Another cracking In Our Time, yesterday, on sharia law. But did you notice something about the discussion? It stopped with events about 500 years ago, and was carefully titled The Origins of Islamic Law.

Sharia was this vibrant, contested, life-giving tradition in Islamic culture before the 16th century. Today, it’s something as much to fear, and not always only in the western imaginary, I guess. (Melvyn tried valiantly to get his guests to talk about beheadings and stonings, and they insisted that it was a marginal concern, with not a single record that anyone was ever stoned for adultery, in the period under scrutiny.)

It’s the same with discussions about Islamic science. In the attempt to appreciate Muslim culture we talk about its origins, its history, its golden age. There’s Al Biruni who argued that planets could move in ellipses not circles way before Kepler. Or Al Ghazali who anticipated David Hume’s concerns about causation by over half a millennium. There’s the work on optics, mathematics and astronomy without which Copernicus and Galileo would have floundered. (They rarely acknowledged their Islamic predecessors, though that said, they routinely didn’t mention their Christian predecessors either. I read that the fifteenth century cardinal, Nicholas of Cusa, knew the argument from inertia about why we don’t feel the earth moving, for example. Galileo read Nicholas for sure, though, I think, claimed that argument as his own.)

Today? Science in the Islamic world is in a poor state. There’s no university from a Muslim majority country in the top 400, though millions are being poured into academic and technical establishments in countries with the petrodollars to spare, so that will surely change in time – if the cash is coupled to a culture of free enquiry. Only a few, narrow scientific concerns are of lively interest in the broader populus, such as how you determine the timings for prayer and the start of the fast. They raise all sorts of concerns about the position of the sun and moon, especially at higher latitudes.

But the question is why did science decline? It’s the biggy that seems largely unsettled amongst scholars of history – no doubt, in part, because it’s a big political question too. The ideological theories – blaming Al Ghazali’s undermining causation, say – don’t stack up. Hume undermined causation too, and science in Europe carried on regardless, though it is true that Hume’s response was to play backgammon not speculate on God’s action in the world.

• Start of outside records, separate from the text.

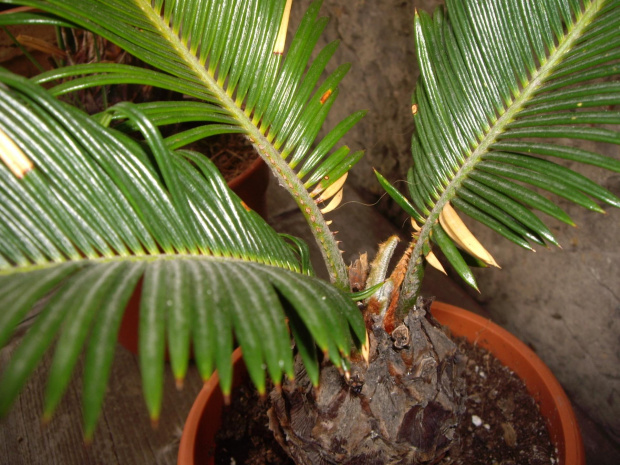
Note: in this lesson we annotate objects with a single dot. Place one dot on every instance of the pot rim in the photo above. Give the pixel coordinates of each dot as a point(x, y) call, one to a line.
point(547, 391)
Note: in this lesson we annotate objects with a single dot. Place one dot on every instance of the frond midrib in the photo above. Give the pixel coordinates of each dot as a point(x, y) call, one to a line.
point(146, 258)
point(287, 177)
point(554, 58)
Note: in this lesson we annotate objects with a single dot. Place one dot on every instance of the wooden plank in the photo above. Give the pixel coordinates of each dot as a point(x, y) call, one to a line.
point(124, 435)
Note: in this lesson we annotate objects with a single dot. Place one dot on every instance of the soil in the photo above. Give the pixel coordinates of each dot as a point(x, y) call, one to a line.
point(231, 153)
point(502, 424)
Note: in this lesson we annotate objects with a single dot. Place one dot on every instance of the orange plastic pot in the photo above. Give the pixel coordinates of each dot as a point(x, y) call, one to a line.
point(198, 439)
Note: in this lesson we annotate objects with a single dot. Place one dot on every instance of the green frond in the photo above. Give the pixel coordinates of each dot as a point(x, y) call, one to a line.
point(97, 218)
point(222, 53)
point(503, 85)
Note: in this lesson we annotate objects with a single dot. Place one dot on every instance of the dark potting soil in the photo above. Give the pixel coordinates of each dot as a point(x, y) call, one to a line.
point(231, 153)
point(502, 424)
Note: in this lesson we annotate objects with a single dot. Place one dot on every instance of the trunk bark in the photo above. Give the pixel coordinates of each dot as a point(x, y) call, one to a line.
point(401, 408)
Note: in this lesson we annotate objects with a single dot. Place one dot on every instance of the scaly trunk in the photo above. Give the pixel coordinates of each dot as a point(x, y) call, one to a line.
point(401, 408)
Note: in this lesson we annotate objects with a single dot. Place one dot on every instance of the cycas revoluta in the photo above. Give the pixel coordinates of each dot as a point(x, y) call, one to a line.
point(91, 205)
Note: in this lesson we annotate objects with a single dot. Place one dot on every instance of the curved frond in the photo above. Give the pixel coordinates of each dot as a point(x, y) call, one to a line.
point(95, 218)
point(496, 77)
point(227, 53)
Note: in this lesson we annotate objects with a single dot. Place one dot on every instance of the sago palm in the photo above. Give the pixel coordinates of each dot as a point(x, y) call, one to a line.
point(90, 208)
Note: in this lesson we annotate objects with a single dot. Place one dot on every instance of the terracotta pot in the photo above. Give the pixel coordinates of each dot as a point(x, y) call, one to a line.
point(198, 439)
point(540, 382)
point(251, 186)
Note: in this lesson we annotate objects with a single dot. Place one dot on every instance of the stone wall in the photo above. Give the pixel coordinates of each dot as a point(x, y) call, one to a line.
point(564, 303)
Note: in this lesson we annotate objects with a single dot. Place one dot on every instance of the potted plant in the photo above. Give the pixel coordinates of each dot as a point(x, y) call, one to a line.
point(93, 205)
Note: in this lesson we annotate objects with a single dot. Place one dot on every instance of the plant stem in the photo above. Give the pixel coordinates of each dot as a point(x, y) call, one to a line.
point(411, 284)
point(285, 175)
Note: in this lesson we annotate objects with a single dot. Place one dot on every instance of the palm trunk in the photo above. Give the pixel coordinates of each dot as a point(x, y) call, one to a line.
point(402, 407)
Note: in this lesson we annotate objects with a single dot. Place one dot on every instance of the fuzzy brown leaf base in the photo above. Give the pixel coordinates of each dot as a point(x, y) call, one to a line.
point(403, 408)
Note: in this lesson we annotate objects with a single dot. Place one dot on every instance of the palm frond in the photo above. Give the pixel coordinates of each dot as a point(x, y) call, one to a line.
point(496, 76)
point(225, 53)
point(93, 217)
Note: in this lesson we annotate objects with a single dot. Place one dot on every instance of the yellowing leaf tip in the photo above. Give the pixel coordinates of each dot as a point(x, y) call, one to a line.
point(281, 39)
point(13, 157)
point(459, 233)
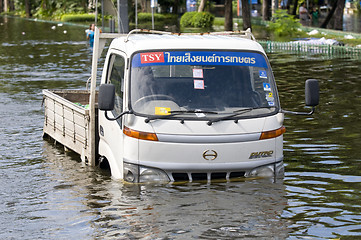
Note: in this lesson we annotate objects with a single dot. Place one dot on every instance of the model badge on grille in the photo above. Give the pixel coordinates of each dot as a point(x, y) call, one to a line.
point(210, 155)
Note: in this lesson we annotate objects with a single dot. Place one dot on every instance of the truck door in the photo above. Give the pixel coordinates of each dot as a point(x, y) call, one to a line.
point(111, 138)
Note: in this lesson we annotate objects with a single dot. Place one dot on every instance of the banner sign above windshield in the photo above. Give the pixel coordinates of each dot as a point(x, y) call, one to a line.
point(199, 58)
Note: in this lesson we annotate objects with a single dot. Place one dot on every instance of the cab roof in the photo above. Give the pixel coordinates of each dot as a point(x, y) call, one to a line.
point(149, 42)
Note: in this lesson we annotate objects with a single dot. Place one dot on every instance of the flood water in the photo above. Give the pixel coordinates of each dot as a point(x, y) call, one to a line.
point(47, 193)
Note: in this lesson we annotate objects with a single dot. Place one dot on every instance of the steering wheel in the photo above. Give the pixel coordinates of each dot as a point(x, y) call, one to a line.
point(154, 97)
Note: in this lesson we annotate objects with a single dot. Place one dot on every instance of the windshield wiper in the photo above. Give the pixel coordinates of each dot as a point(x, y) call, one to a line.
point(192, 111)
point(178, 112)
point(235, 113)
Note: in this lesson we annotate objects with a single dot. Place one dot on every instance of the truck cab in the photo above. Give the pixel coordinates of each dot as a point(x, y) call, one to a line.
point(189, 107)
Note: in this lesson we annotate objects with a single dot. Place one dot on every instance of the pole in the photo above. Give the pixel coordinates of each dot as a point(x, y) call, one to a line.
point(92, 111)
point(136, 14)
point(96, 12)
point(103, 14)
point(152, 17)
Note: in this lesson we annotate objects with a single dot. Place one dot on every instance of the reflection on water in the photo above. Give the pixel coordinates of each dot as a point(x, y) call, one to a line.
point(48, 193)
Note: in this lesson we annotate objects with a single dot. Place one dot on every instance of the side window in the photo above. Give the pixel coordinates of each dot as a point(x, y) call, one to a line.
point(116, 77)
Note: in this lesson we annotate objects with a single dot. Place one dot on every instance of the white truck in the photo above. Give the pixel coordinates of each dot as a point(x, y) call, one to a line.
point(176, 107)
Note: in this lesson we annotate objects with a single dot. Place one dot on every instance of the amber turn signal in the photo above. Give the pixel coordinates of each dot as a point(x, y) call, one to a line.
point(140, 135)
point(273, 133)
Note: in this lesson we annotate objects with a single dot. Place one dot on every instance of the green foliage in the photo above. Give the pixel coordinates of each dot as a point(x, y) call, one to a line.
point(197, 19)
point(186, 19)
point(78, 18)
point(284, 24)
point(160, 20)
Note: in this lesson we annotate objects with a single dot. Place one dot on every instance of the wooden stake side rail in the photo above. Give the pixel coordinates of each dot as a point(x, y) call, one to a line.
point(67, 119)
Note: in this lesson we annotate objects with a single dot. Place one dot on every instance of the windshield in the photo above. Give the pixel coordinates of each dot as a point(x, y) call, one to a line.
point(199, 84)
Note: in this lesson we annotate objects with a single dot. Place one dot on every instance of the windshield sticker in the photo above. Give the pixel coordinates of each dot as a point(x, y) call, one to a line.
point(199, 114)
point(267, 87)
point(200, 58)
point(152, 57)
point(269, 97)
point(262, 74)
point(162, 111)
point(198, 84)
point(198, 73)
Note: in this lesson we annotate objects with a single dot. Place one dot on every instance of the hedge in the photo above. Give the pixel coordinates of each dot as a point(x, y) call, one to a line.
point(197, 19)
point(78, 18)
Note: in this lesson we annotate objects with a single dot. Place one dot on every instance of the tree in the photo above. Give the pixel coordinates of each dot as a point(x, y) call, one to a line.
point(266, 13)
point(28, 8)
point(228, 16)
point(336, 12)
point(295, 5)
point(246, 15)
point(202, 5)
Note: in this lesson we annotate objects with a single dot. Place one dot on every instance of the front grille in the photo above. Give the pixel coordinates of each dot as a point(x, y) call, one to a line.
point(181, 177)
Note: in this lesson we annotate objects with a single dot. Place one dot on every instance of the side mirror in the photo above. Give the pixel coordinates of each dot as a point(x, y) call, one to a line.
point(106, 97)
point(312, 92)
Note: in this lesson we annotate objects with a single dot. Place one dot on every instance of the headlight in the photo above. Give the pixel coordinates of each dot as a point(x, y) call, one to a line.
point(267, 171)
point(135, 173)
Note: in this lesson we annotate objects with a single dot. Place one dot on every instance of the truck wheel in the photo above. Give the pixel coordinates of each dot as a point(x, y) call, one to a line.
point(103, 163)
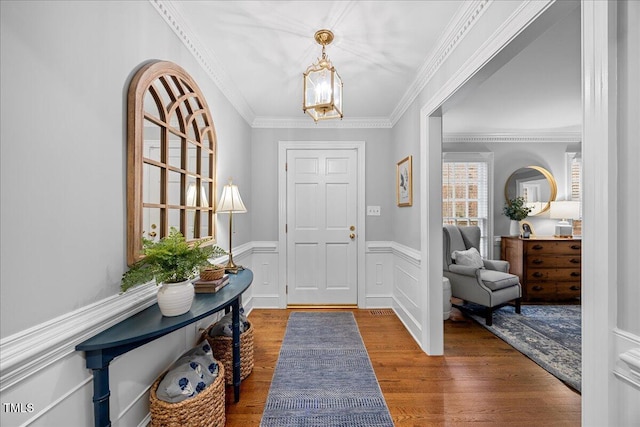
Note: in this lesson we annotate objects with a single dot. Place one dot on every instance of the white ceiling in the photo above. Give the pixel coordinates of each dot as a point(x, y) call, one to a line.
point(257, 51)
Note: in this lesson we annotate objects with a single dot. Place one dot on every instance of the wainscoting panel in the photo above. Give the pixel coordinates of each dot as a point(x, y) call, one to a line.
point(266, 280)
point(406, 288)
point(45, 382)
point(627, 368)
point(379, 275)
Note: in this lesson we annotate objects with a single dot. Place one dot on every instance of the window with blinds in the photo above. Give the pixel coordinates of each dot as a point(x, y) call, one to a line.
point(465, 196)
point(575, 182)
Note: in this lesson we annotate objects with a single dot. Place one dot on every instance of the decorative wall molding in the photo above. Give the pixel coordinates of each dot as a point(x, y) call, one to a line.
point(401, 251)
point(513, 137)
point(406, 253)
point(627, 351)
point(31, 350)
point(457, 29)
point(209, 64)
point(305, 123)
point(460, 25)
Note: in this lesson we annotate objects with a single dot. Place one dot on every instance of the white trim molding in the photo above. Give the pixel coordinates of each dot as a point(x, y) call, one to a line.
point(34, 349)
point(204, 56)
point(513, 138)
point(460, 25)
point(627, 349)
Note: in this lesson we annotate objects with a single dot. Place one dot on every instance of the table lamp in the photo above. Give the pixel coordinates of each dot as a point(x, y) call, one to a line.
point(231, 203)
point(564, 210)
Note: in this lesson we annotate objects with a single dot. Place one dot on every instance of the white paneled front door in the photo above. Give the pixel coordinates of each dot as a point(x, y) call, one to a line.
point(322, 227)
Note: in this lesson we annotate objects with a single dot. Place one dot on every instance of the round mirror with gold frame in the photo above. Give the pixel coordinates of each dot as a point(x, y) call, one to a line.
point(536, 185)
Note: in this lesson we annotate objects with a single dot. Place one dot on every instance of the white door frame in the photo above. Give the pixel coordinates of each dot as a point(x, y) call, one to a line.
point(283, 147)
point(599, 287)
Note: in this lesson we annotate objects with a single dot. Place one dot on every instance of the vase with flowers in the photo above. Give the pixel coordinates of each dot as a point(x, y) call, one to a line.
point(173, 263)
point(516, 210)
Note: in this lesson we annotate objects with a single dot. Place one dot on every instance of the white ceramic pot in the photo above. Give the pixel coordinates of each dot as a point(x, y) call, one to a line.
point(175, 299)
point(514, 229)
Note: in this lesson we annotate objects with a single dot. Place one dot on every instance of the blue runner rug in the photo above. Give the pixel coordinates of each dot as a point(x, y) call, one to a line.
point(550, 335)
point(324, 376)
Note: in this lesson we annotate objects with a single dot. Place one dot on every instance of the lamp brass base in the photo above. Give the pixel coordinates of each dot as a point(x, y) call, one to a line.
point(233, 270)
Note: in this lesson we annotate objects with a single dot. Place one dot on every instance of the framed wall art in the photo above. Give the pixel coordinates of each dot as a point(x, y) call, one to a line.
point(404, 182)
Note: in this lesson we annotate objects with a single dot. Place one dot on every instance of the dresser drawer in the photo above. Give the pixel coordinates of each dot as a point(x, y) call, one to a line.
point(566, 274)
point(548, 261)
point(566, 290)
point(553, 247)
point(542, 290)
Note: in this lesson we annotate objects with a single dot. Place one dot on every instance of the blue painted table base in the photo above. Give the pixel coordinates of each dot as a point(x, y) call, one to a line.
point(149, 325)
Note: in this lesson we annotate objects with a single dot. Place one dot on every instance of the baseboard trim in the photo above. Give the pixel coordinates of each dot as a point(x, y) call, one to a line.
point(28, 352)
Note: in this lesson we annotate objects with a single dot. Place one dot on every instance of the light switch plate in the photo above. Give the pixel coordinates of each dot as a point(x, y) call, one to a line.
point(373, 210)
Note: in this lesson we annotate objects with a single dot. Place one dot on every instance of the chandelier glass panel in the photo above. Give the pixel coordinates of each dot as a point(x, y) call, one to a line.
point(322, 97)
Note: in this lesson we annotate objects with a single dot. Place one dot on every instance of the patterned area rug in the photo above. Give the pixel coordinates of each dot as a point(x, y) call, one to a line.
point(550, 335)
point(324, 377)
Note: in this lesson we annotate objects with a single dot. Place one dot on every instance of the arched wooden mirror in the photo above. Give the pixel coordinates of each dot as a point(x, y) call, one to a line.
point(536, 185)
point(171, 158)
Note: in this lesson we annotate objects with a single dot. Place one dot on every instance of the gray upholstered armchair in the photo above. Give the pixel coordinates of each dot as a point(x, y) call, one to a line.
point(487, 283)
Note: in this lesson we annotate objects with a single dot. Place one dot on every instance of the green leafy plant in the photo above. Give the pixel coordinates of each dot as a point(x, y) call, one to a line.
point(170, 260)
point(516, 209)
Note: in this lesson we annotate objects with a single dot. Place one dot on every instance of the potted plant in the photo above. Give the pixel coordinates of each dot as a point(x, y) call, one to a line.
point(516, 210)
point(172, 262)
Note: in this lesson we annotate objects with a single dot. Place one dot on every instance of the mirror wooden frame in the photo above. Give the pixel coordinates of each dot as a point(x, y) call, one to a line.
point(553, 186)
point(163, 99)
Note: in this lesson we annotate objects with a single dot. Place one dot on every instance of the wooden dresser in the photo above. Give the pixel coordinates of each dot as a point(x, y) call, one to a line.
point(548, 267)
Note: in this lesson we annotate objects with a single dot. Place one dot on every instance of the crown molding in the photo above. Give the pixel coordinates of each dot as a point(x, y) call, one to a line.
point(459, 26)
point(206, 58)
point(513, 138)
point(307, 123)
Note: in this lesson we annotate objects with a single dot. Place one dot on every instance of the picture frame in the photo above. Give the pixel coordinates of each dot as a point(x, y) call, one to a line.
point(527, 229)
point(404, 182)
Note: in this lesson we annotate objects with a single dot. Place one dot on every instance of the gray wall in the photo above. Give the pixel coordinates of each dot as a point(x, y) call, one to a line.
point(65, 69)
point(406, 142)
point(380, 176)
point(509, 157)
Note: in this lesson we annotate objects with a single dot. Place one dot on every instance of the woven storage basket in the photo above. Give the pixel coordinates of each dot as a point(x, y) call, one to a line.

Social contingencies mattered too, such as the autonomy won by European medieval universities. If the powers-that-be in one town objected to what its university did, the members of the university could just up sticks. Hence, when a bunch of scholars didn’t like what was going on in Oxford, they founded Cambridge.

Economic and political issues seem the likeliest major factors, particularly the sudden power gained by Europe from the wealth of the New World, which rendered activity in Muslim countries effectively obsolete. As economic wealth in the modern world shifts east, Europeans might feel warned – though it seems you do need this culture of free enquiry to stack up the patents and cited papers, and not just the BScs and PhDs. And further, by free enquiry, that means freedom from utilitarian driven research policies and the part nationalization of British universities by the governmental underwriting of student loans!

But if the aim is to celebrate Islam, the historical approach is inevitably limited. There is the spirit of curiosity, the pleasure of historical knowledge, and the value of driving out ignorance – of course. But the risk is that the historical approach comes across as a patronising wake. The science was great, once. Sharia was not a tool of reactionary Wahhabism, once.

Will radio programmes like Melvyn’s, or TV series like those of Jim Al-Khalili, be much more commissioned? The brave producer will be the one who sympathetically addresses the decline. Europeans might learn a lesson or two from history as well.